EU – Ten key points provide insight into regulators’ views on artificial intelligence
The Spanish Data Protection Agency (AEPD) and the European Data Protection Supervisor have issued a joint paper on machine learning. It sets out 10 (mis)conceptions about this technology.
The GDPR as the “law of everything”
Despite the increasing number of proposals to specifically regulate artificial intelligence, such as the AI Act and the AI Liability Directive, the GDPR is still a key instrument in this area.
The GDPR’s broad scope and flexible and technology-neutral rules means it will have a central role regulating emerging technology – such as artificial intelligence – for some time to come. However, as a “law of everything”, it is often difficult to predict how the GDPR’s subtle and principle-based obligations apply in practice. Rather than provide a series of strict rules, the GDPR instead provides a series of questions on the application of subjective concepts of fairness and proportionality.
It is therefore important to understand the regulators’ attitudes to this technology. How do they see the principles of the GDPR mapping on to artificial intelligence? Which principles are they focusing on? How do they assess the capabilities and limitations of this technology?
Ten tenets from AEPD and EDPS
The joint paper issued by the AEPD and the EDPS sets out their view on machine learning systems. Machine learning is a very common form of artificial intelligence. Rather than having their behaviour exhaustively set out by a human in code, these systems learn from data.
The paper challenges 10 (mis)conceptions (shown in between brackets):
1. Causality requires more than finding correlations (v. “Correlation implies causality”)
A “correlation” is the connection that exists between two or more factors that tend to evolve or vary together. “Causality” refers to the relationship between cause and effect.
The paper notes that machine learning systems find correlations but do not have the ability to establish causal relationships. This is a well-known statistical concern given, for example, the correlation between the US per capita consumption of margarine and the divorce rate in Maine. Or the correlation between the total US crude oil imports and the US per capita consumption of chicken (here).
The paper suggests that where a machine learning tool is seeking to identify causation, it should be subject to expert human supervision and interpretation.
2. Machine learning training datasets must meet accuracy and representativeness thresholds (v. “The greater the variety of data, the better”)
The training of machine learning systems requires large amounts of data. This leads to a greater demand for the sharing of data (personal and non-personal). However, the paper suggests that more data will not necessarily improve the performance of a machine learning model and, if it is the “wrong” sort of data, could even aggravate biases in the system.
The GDPR requires that the processing of personal data must be proportionate to its purpose. There is a trade-off between the amount of personal data in a training dataset and the potential interference to individual rights. The paper cautions against substantially increasing the size of the dataset if it will only provide a minor improvement in the performance of the model.
3. Machine learning systems require training datasets above a certain quality threshold to perform well (v. “Machine learning needs completely error-free training datasets”)
Machine learning models typically require large training datasets to make accurate predictions. The quality of the training, testing, and validation of datasets influences the performance of machine learning systems.

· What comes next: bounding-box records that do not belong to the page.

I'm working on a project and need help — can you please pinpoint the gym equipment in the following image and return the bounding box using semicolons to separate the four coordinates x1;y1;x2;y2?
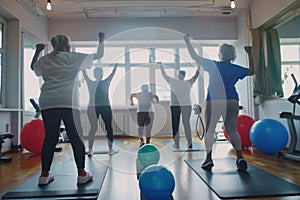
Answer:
139;165;175;200
0;132;14;163
2;159;108;200
163;140;205;152
20;118;45;154
223;115;255;147
138;144;160;167
279;74;300;161
250;119;288;154
185;158;300;199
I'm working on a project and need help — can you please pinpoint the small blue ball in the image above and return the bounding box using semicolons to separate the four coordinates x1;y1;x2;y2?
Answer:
250;119;289;154
139;165;175;200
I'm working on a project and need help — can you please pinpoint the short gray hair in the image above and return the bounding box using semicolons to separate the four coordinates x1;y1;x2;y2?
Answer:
219;44;236;62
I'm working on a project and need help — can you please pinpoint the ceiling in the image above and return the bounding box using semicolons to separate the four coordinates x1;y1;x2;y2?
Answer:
17;0;255;19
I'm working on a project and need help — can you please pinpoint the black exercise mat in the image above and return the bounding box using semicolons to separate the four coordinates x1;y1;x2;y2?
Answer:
185;158;300;199
2;159;108;199
163;140;205;152
85;140;123;154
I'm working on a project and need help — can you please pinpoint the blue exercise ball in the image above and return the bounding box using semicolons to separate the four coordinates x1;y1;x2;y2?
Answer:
250;119;289;154
138;144;160;167
139;165;175;200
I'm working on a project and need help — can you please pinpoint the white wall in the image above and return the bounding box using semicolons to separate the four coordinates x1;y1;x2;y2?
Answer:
0;0;48;42
250;0;299;28
49;17;237;41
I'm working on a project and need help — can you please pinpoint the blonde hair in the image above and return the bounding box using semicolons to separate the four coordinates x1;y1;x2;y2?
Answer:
219;44;236;62
51;35;70;55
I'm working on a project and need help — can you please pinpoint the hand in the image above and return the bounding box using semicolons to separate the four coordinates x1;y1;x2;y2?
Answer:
183;34;190;42
244;46;252;55
98;32;105;43
36;43;46;52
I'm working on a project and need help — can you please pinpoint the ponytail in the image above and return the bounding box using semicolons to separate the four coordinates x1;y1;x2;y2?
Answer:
51;35;70;55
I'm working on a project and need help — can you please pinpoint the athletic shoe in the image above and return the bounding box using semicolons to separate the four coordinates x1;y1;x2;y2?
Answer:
140;140;145;148
236;158;248;172
39;173;54;186
88;149;94;157
108;149;115;156
201;160;214;171
77;172;93;185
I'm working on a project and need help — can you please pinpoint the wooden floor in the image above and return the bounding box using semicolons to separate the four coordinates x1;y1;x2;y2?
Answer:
0;135;300;200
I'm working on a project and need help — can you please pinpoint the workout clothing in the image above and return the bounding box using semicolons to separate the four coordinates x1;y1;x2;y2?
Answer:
135;91;154;138
168;76;199;106
203;59;249;152
41;108;85;171
33;51;94;110
135;91;154;113
203;59;249;101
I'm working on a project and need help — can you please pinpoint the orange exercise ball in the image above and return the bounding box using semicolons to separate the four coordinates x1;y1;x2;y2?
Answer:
20;118;45;154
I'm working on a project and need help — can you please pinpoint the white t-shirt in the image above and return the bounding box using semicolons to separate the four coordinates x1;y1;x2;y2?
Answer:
33;51;94;110
136;92;154;112
169;77;194;106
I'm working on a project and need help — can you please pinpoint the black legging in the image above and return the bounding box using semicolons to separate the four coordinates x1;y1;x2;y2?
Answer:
41;108;85;171
171;106;192;145
95;106;114;144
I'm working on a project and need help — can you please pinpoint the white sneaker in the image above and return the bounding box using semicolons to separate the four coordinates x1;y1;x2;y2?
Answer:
88;149;94;157
77;172;93;185
39;173;54;186
108;149;115;156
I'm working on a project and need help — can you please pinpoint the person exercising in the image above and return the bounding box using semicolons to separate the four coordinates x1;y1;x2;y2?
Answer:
183;34;254;171
82;63;118;156
130;84;159;147
158;62;199;148
31;33;105;186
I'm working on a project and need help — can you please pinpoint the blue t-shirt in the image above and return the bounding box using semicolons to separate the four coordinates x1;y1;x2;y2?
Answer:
203;59;249;101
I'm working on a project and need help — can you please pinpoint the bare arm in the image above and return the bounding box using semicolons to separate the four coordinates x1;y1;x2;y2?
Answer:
94;32;105;60
158;62;170;83
108;63;118;80
82;69;91;81
244;46;255;76
30;43;46;70
189;65;200;84
152;94;159;102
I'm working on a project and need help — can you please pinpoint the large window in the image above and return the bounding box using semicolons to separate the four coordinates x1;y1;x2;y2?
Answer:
0;17;6;105
24;40;218;110
280;43;300;98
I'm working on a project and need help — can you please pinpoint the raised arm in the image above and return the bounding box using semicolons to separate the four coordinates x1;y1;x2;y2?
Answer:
30;43;46;70
82;69;91;81
107;63;118;80
157;62;170;83
152;94;159;103
244;46;255;76
189;65;200;85
94;32;105;60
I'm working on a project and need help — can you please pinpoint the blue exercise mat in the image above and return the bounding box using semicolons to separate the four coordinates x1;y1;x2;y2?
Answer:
85;140;123;154
163;140;205;152
185;158;300;199
2;159;108;199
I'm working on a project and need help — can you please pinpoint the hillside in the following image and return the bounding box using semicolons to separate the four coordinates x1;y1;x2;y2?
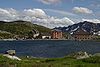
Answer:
56;21;100;33
0;20;51;38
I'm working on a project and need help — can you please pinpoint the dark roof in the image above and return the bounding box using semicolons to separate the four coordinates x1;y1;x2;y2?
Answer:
52;29;62;32
73;28;91;35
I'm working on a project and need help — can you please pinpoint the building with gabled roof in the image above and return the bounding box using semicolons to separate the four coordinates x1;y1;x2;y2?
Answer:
72;28;93;41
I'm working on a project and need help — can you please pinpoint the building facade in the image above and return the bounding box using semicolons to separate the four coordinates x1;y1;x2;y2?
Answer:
72;29;93;41
51;30;63;39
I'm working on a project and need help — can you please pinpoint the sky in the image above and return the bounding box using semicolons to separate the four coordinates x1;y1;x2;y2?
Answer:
0;0;100;28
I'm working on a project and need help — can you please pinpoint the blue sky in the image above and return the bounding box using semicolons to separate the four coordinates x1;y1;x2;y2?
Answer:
0;0;100;26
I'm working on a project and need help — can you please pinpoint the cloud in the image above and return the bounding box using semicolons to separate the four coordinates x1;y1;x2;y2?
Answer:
0;8;74;28
39;0;61;5
73;7;93;14
44;9;76;16
82;19;100;23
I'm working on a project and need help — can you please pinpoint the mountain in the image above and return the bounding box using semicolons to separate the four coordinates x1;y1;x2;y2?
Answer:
55;21;100;33
0;20;51;38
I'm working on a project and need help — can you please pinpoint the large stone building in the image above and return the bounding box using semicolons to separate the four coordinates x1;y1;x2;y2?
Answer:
51;29;63;39
72;28;93;41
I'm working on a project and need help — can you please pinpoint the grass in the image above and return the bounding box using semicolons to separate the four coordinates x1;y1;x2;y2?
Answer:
0;55;100;67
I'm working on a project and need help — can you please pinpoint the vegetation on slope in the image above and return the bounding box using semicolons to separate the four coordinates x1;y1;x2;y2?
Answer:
0;55;100;67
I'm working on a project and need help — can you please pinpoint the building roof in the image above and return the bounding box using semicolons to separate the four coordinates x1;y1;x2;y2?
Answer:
73;28;91;35
52;29;62;32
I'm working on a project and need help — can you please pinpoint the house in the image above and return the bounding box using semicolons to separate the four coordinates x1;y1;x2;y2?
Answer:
72;28;93;41
41;33;51;39
51;29;63;39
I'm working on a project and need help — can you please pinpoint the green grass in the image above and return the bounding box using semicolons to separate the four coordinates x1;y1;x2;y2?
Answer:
0;55;100;67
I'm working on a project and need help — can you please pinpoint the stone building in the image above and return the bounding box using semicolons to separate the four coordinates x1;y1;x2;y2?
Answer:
51;29;63;39
72;28;93;41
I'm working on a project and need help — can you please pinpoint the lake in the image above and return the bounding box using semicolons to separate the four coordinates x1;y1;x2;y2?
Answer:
0;40;100;58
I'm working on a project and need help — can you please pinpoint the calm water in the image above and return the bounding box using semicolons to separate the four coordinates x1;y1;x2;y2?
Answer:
0;40;100;57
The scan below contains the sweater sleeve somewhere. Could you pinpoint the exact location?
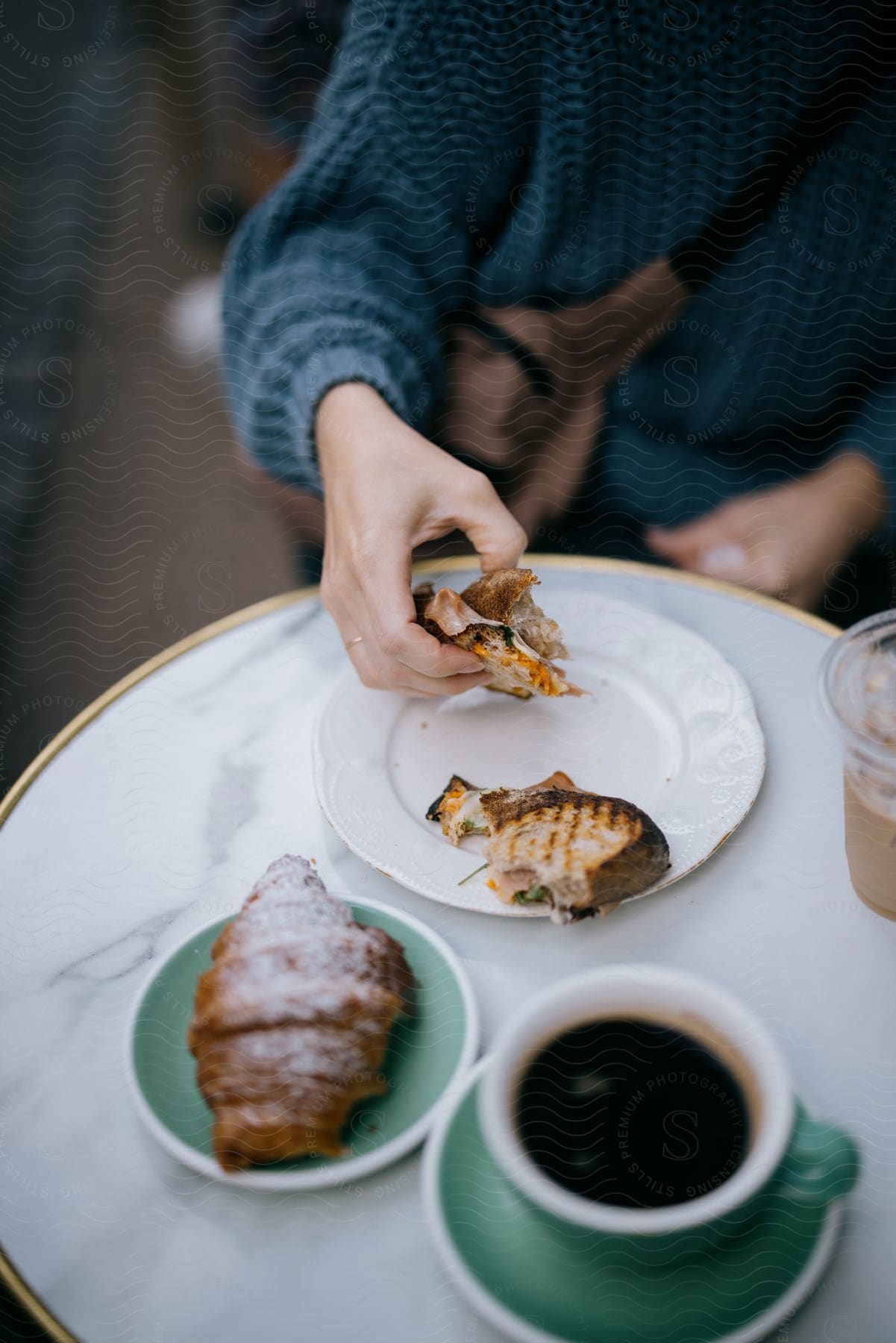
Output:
[839,380,896,536]
[223,0,527,490]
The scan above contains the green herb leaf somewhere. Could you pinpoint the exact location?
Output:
[513,881,548,905]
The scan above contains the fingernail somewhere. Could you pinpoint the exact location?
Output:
[700,541,747,574]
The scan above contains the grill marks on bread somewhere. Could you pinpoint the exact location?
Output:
[414,569,583,700]
[481,787,669,923]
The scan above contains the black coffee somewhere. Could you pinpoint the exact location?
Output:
[517,1021,750,1207]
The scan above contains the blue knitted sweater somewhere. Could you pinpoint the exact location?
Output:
[225,0,896,527]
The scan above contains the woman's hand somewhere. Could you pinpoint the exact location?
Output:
[646,453,886,608]
[317,383,527,695]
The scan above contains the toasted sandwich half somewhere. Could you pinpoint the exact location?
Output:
[414,569,584,700]
[426,769,582,845]
[480,787,669,923]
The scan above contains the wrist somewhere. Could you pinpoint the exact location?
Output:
[812,450,888,533]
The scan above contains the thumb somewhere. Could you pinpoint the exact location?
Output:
[643,519,718,560]
[455,475,528,574]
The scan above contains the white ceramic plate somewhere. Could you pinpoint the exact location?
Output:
[314,585,765,918]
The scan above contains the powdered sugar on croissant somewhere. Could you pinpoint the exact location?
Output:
[188,854,414,1171]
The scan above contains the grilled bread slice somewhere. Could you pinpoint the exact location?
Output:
[414,569,583,700]
[480,787,669,923]
[426,769,582,845]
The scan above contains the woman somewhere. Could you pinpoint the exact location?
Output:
[225,0,896,695]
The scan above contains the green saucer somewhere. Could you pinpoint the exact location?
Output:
[126,900,478,1192]
[423,1059,839,1343]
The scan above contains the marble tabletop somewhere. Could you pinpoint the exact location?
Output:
[0,556,896,1343]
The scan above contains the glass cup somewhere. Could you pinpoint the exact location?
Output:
[821,611,896,918]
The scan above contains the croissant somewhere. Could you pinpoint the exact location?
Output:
[187,854,415,1171]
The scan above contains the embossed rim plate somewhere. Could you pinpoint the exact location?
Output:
[125,898,480,1192]
[313,583,765,918]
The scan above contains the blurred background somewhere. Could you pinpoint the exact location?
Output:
[0,0,347,792]
[0,0,896,816]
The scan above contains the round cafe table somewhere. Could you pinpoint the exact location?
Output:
[0,556,896,1343]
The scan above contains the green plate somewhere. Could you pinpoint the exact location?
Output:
[423,1059,839,1343]
[126,900,478,1192]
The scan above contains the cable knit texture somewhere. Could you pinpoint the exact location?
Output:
[225,0,896,525]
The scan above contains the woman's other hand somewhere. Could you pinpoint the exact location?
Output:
[317,383,527,695]
[645,453,886,608]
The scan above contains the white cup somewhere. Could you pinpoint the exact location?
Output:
[478,964,859,1249]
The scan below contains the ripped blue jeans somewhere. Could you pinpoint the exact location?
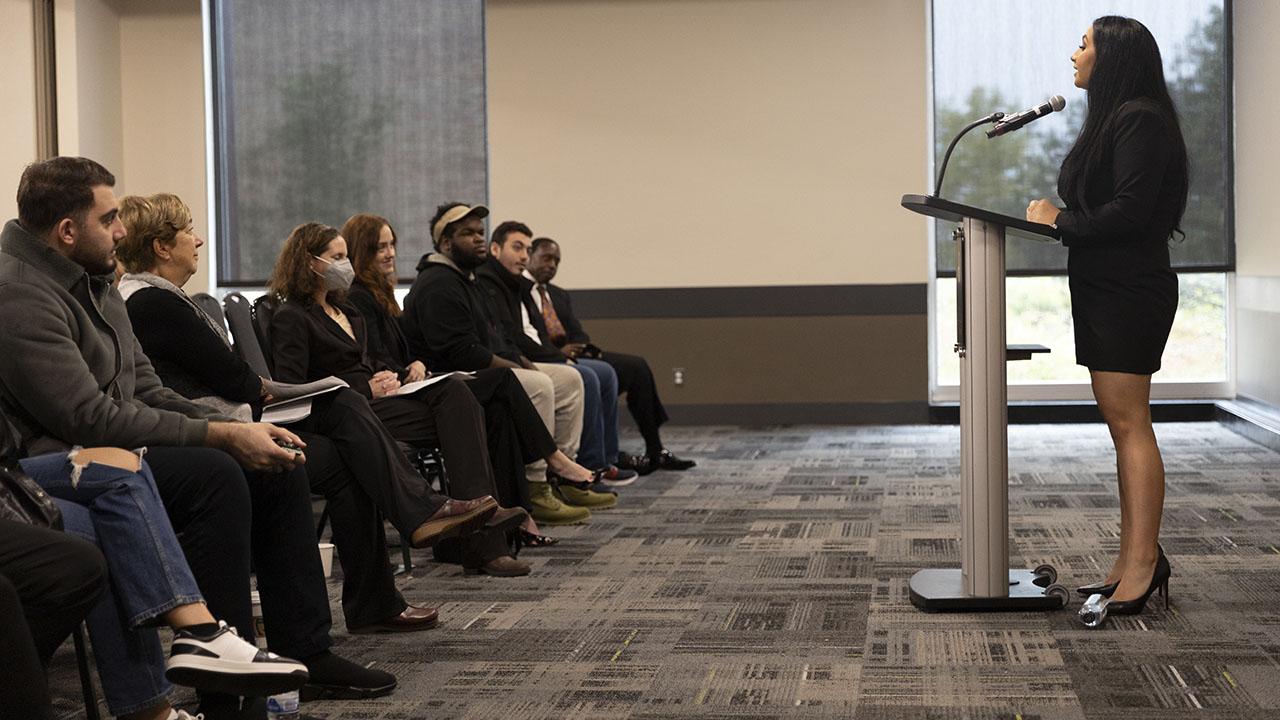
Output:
[22,452,204,715]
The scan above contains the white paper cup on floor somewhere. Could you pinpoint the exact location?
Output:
[248,591,266,650]
[320,542,333,578]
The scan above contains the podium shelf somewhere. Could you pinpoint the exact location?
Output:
[1005,345,1050,361]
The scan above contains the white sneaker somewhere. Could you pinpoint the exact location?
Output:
[164,621,308,696]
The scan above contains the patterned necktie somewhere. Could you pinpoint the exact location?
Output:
[538,284,566,346]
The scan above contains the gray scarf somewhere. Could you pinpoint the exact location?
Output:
[119,273,232,347]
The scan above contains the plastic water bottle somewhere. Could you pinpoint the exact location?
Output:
[266,691,301,720]
[1080,594,1111,628]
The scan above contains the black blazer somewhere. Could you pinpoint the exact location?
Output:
[476,258,568,363]
[271,301,389,398]
[1056,99,1187,249]
[547,283,591,343]
[347,281,413,380]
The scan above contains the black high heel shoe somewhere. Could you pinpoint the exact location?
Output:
[1080,555,1174,628]
[1075,582,1120,597]
[1075,542,1169,597]
[1107,553,1174,615]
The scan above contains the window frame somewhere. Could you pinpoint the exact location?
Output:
[201,0,492,285]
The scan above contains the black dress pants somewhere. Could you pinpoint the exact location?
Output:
[291,389,445,629]
[370,377,511,566]
[0,519,106,720]
[600,351,668,455]
[467,369,557,510]
[146,447,332,717]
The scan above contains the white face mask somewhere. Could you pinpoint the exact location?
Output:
[312,255,356,292]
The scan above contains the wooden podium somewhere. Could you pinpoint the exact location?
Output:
[902,195,1070,611]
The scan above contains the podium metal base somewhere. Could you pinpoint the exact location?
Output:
[911,569,1066,612]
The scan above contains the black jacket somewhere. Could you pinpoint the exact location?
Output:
[124,287,262,406]
[476,256,568,363]
[547,283,591,343]
[1056,100,1185,254]
[347,281,412,380]
[401,254,520,373]
[271,301,389,398]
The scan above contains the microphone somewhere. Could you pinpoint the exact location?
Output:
[987,95,1066,138]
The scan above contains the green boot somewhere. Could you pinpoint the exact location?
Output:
[529,482,591,525]
[556,480,618,510]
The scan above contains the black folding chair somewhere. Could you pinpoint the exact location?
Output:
[191,292,227,329]
[223,292,271,378]
[249,295,448,575]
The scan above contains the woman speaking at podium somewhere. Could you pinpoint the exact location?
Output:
[1027,15,1188,615]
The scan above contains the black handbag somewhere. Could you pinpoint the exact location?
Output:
[0,466,63,530]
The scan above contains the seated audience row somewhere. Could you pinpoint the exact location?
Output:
[0,158,497,720]
[0,158,692,720]
[524,233,695,475]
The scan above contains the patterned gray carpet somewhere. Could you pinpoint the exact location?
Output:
[49,423,1280,720]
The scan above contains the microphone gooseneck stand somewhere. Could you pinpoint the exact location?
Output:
[933,111,1005,197]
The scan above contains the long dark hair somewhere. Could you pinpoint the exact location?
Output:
[266,223,346,305]
[342,213,401,318]
[1059,15,1188,233]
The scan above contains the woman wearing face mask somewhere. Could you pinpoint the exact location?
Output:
[268,223,540,577]
[116,193,522,633]
[1027,15,1188,615]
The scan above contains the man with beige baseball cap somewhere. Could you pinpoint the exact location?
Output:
[401,202,606,524]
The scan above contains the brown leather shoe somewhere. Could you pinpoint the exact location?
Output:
[462,555,530,578]
[410,495,498,548]
[347,605,440,635]
[484,507,529,532]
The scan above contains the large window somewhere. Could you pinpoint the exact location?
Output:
[933,0,1235,398]
[211,0,488,286]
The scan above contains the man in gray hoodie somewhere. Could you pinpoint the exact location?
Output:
[0,158,396,719]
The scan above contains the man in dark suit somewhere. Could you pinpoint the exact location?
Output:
[529,237,695,475]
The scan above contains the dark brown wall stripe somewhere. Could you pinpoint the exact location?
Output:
[570,283,928,319]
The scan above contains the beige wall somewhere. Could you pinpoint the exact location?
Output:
[1234,0,1280,405]
[55,0,124,181]
[485,0,928,288]
[1234,0,1280,278]
[0,0,212,292]
[0,0,36,222]
[119,0,212,292]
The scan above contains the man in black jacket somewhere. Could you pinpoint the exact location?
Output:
[529,237,695,475]
[401,202,617,523]
[476,220,636,487]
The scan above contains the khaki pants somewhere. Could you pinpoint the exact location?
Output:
[512,363,582,482]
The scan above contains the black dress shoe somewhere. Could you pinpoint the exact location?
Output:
[298,651,396,702]
[649,450,698,470]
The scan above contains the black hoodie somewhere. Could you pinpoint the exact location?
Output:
[401,252,520,373]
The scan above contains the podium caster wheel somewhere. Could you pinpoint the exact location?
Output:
[1044,583,1071,609]
[1032,565,1057,588]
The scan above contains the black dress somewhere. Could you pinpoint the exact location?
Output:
[1056,100,1187,375]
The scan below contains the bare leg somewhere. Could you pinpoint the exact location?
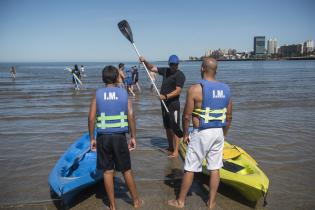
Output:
[168,171,194,208]
[208,170,220,209]
[123,170,143,208]
[172,132,179,157]
[128,86,136,96]
[104,170,116,210]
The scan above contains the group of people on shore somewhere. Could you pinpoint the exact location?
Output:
[88,55,232,210]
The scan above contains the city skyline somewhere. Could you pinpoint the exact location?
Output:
[0,0,315,62]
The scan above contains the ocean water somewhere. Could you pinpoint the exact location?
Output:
[0,61,315,209]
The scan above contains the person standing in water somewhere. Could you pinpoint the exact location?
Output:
[80,65,86,77]
[132,66,141,92]
[10,66,16,79]
[124,68,136,96]
[168,58,232,209]
[88,66,143,210]
[139,55,186,158]
[117,63,126,88]
[71,64,81,89]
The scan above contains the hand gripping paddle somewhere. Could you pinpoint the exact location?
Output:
[118,20,183,138]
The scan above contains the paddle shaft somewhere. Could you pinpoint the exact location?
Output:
[132,43,169,113]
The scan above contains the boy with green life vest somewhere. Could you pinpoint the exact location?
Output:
[168,58,232,209]
[88,66,143,210]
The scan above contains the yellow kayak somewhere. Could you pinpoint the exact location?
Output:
[179,141,269,202]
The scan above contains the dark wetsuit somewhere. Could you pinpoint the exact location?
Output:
[158,67,186,129]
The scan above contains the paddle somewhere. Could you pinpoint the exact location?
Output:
[118,20,183,138]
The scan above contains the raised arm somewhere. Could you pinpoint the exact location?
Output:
[139,56,158,73]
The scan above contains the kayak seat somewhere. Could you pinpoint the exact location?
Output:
[223,160,244,173]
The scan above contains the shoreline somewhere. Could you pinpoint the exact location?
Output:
[181,57,315,62]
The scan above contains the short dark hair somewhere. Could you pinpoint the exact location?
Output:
[102,65,119,84]
[118,63,125,68]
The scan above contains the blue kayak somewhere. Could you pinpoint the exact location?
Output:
[48,134,103,202]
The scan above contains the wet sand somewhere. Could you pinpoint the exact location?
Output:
[0,61,315,210]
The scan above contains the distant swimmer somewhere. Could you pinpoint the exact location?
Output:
[150,71,156,91]
[124,68,136,96]
[10,66,16,79]
[80,65,86,77]
[88,66,143,210]
[168,58,232,209]
[71,64,81,90]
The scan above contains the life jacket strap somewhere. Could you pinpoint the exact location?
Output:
[96,112,128,129]
[193,107,227,123]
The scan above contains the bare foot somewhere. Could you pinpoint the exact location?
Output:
[133,199,144,209]
[207,201,216,210]
[167,199,185,209]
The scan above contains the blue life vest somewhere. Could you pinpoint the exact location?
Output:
[193,80,230,129]
[125,68,132,85]
[96,87,129,134]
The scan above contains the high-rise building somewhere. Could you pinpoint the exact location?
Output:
[254,36,266,55]
[303,40,314,54]
[278,44,303,57]
[267,39,277,55]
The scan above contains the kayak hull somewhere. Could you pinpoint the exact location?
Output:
[48,134,103,202]
[179,141,269,202]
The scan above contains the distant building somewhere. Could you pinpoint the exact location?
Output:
[303,40,314,54]
[278,44,303,57]
[267,39,277,55]
[254,36,266,55]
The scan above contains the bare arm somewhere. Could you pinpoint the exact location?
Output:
[128,99,136,150]
[223,99,233,136]
[88,94,96,151]
[182,86,195,141]
[128,99,136,138]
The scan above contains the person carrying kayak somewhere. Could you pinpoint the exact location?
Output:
[139,55,186,158]
[168,58,232,209]
[88,66,143,210]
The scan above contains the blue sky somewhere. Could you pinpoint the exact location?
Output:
[0,0,315,62]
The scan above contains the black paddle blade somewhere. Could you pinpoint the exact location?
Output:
[118,20,133,43]
[167,112,183,138]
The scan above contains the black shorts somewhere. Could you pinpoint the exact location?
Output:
[161,101,180,129]
[96,134,131,172]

The paper notes, however, that when processing large amounts of information, it is possible to obtain accurate results in spite of individual errors in the data. Introducing noise into the training datasets is a technique that can be used to preserve the privacy of data subjects. This is known as “differential privacy”. Machine learning models can obtain good results despite the inaccuracies caused by differential privacy.
This is, of course, true. However, degrading the quality of the data used to train a machine learning system is something that should be approached with caution.
4. Federated learning allows the development of machine learning systems without sharing training datasets (v. “Large repositories of data or the sharing of datasets from different sources are needed”)
The traditional approach to machine learning used centralised models, i.e. the pooling of data into a single environment controlled by the machine learning developer.
However, the processing of personal data requires the controller and the recipient of the data to comply with the principles of accountability, security, and purpose limitation under the GDPR. Also, the larger the dataset, the greater the risk of unauthorised access and the greater the impact in case of a security breach.
Accordingly, the paper recommends “federated learning” as an alternative development technique where each controller trains a model with its own data and only shares the parameters derived from this analysis. This way, the “raw” data remains with each controller.
5. The performance of deployed machine learning models may deteriorate and will not improve unless further training is conducted (v. “Machine learning models automatically improve over time”)
All machine learning systems are at risk of “model drift” – i.e. they become inaccurate either because the data input into the system changes over time or because the relationships between the data change. If the system is not updated there is a risk to the accuracy of the system and its ability to produce fair and adequate predictions.
Machine learning systems should therefore be monitored to detect and correct “model drift”.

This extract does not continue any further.